David Melber, Chief Operating Officer for the mission board, provided the Cooperative Program overview and emphasized that the mission board is in a healthier place financially than it was last year.
Announcements and Staff Changes
Tim Dowdy, Pastor Wellness lead strategist, introduced a new staff members Andy Childs, catalyst in the Northern Regions, and Wendy Milligan, Wellness consultant. He also shared about the upcoming Pastors and Wives Retreat in April and the Pastors Wives’ gatherings for food and fellowship during the year.
Levi Skipper, Church Strengthening lead strategist, urged attendees to take the Church Assessment Tool if they have not already. He also introduced Chris Trent, the new Next Gen catalyst, and JJ Washington, the new Evangelism catalyst. Skipper said he is currently in the process of interviewing candidates for the open Worship and Music catalyst position.
There are three new Latino Church consultants, which are part of the Church Strengthening team: Daniel Santander (Northern regions), David Cardoza (Central regions), and Ovidio Cabrera (Southern regions).

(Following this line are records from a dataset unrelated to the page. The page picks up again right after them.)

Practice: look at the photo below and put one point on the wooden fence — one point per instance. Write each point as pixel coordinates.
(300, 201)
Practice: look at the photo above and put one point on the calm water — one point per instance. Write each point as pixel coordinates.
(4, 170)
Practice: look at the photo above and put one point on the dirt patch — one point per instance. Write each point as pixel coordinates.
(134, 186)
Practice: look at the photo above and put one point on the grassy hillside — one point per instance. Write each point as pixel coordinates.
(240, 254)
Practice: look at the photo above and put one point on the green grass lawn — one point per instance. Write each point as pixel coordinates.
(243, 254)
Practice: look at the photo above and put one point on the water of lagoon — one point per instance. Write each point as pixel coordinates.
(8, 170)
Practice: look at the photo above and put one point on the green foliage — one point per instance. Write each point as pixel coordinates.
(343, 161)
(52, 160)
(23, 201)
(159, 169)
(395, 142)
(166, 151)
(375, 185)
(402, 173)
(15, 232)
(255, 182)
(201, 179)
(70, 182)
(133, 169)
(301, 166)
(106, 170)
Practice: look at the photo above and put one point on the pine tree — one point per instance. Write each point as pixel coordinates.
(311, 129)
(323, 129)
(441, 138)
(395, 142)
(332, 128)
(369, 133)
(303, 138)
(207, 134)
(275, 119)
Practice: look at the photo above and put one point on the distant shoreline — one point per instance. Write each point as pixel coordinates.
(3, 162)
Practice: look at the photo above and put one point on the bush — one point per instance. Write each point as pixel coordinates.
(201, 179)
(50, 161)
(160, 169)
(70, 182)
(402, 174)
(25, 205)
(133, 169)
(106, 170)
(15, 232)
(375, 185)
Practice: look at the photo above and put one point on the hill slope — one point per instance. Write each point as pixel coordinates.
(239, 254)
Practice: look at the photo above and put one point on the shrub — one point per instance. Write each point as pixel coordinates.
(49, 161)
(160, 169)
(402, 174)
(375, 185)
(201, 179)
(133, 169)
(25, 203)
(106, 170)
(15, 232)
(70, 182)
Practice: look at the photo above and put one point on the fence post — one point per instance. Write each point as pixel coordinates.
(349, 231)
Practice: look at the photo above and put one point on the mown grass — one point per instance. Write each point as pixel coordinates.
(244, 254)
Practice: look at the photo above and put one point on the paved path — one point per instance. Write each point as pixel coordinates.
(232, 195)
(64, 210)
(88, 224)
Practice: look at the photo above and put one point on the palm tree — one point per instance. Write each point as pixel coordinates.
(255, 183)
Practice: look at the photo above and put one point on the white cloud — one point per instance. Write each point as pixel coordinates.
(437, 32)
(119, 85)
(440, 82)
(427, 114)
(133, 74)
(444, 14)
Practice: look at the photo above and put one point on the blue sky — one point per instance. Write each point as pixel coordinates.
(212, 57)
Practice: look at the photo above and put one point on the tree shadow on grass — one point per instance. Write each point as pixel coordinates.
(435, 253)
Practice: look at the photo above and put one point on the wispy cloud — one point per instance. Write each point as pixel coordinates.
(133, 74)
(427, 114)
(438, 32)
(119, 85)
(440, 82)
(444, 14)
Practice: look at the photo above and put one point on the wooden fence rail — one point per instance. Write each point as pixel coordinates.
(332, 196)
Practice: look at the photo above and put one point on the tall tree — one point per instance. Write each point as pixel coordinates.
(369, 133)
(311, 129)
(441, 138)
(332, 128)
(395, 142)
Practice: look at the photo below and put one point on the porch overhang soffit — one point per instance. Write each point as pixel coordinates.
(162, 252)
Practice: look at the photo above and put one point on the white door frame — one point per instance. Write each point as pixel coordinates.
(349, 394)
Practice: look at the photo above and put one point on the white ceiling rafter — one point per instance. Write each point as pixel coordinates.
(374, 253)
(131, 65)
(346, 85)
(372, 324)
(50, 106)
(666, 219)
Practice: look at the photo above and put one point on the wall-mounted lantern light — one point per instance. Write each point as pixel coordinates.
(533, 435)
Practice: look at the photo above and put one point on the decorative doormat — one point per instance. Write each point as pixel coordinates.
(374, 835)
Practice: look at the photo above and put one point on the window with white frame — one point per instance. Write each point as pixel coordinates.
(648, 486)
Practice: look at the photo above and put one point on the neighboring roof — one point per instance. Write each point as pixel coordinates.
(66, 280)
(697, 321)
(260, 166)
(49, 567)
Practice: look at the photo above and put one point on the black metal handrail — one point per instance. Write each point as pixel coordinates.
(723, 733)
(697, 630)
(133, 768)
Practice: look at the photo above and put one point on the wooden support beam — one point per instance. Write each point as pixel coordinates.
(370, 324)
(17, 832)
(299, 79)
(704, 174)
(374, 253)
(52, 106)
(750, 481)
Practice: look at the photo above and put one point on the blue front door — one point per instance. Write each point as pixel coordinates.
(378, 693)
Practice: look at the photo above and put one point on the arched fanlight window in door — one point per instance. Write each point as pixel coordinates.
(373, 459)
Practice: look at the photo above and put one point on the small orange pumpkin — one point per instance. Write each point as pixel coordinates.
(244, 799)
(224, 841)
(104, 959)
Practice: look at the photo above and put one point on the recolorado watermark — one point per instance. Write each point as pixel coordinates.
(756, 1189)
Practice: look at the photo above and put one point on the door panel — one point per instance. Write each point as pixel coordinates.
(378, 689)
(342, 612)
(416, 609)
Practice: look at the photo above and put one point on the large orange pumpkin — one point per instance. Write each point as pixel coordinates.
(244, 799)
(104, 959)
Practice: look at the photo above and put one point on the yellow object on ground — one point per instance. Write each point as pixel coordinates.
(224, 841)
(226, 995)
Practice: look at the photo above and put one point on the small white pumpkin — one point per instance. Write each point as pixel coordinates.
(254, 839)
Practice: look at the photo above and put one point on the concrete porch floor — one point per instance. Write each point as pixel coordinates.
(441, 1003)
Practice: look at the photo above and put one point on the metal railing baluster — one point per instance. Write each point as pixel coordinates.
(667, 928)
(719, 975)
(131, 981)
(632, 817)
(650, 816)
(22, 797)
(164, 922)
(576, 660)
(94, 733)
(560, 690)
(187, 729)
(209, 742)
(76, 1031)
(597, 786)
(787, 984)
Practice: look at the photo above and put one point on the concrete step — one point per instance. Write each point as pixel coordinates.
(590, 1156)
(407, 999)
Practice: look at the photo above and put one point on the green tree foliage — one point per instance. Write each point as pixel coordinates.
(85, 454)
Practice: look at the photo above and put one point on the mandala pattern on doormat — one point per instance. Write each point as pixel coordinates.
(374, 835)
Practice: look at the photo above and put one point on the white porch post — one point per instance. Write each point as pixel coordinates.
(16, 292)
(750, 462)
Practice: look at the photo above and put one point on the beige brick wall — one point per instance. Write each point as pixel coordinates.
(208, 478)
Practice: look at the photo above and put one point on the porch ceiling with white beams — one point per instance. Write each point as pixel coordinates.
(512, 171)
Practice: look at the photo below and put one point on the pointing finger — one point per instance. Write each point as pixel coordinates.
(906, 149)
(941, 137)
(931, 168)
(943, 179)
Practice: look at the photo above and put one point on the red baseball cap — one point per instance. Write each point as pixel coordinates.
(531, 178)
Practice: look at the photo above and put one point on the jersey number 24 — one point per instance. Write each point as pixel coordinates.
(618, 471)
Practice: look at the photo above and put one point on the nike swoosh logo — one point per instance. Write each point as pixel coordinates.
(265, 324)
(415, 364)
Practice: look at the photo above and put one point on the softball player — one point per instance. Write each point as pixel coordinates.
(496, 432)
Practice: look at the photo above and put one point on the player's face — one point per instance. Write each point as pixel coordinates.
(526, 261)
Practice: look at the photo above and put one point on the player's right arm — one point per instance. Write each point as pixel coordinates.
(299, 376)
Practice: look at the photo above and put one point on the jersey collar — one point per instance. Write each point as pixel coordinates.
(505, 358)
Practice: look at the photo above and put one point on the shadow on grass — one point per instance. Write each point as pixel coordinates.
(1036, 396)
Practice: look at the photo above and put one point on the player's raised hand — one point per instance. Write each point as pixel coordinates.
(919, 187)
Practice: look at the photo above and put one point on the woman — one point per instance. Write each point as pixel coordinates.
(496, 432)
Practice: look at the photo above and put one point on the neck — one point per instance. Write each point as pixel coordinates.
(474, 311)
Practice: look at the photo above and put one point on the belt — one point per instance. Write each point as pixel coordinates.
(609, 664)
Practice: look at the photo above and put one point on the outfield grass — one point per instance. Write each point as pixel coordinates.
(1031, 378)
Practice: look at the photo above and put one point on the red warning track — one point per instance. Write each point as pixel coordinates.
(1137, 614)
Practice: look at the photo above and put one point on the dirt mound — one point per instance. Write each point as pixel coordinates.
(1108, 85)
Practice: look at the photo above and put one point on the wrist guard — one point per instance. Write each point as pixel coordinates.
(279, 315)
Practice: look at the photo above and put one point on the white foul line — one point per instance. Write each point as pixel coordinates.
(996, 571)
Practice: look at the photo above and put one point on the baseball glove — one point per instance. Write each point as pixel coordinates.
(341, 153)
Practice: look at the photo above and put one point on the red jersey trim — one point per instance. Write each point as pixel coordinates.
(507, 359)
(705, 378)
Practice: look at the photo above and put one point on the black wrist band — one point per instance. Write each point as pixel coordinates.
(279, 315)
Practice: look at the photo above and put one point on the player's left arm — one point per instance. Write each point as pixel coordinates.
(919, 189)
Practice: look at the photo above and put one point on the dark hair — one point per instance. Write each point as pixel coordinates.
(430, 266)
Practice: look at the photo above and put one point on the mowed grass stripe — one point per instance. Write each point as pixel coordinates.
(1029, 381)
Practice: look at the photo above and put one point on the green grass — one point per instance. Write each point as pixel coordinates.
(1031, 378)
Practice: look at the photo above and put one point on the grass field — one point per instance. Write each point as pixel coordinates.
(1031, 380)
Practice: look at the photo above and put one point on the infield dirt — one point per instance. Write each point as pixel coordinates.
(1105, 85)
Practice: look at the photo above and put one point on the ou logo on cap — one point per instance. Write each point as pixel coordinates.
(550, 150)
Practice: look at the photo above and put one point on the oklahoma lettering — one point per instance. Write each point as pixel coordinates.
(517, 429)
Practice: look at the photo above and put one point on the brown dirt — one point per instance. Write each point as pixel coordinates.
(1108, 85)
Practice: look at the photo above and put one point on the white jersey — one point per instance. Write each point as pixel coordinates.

Skipper also introduced the Georgia Baptist Church Planting Network, which is a collaborative effort between the mission board and Associational Mission Strategists to strategically plant Georgia Baptist churches. For more, read this Index article released last week.
Beth Ann Williams, Georgia Baptist Women lead strategist, gave a report on Mission Georgia. There are several upcoming events such as the Mission Georgia Roundtables, One Day Fun Day events, and Summer Serve, all of which have information available on missiongeorgia.org. She said the offering from last year has allowed Mission Georgia to come alongside 12 ministries and families as they pursue gospel-centered care in the community.
Property Updates and Future of Baptist Collegiate Ministries
Melber announced that the Waycross property sold on February 3 to Baptist Village, Pine Bloom in Atlanta is under contract and will close by March 31, 2021, and there are offers for the Missions & Ministry Center in Duluth.
Hammond said the administrative staff of the mission board would continue needing office space, so there was a proposal to move forward with the option of purchasing a new building.
The committee voted to give permission for the GBMB to investigate options for purchasing the property.
Hammond confirmed the mission board’s commitment to Baptist Collegiate Ministries around the state. There are currently over 40, but Hammond said the hope is to expand into more universities and colleges to bring the number over 90. He also introduced the idea of relaunching and redeveloping BCM properties. Nearly 30 percent of the mission board’s building and grounds expenses are dedicated to upkeep for the BCMs around the state.
The Executive Committee voted to continue pursuing the idea.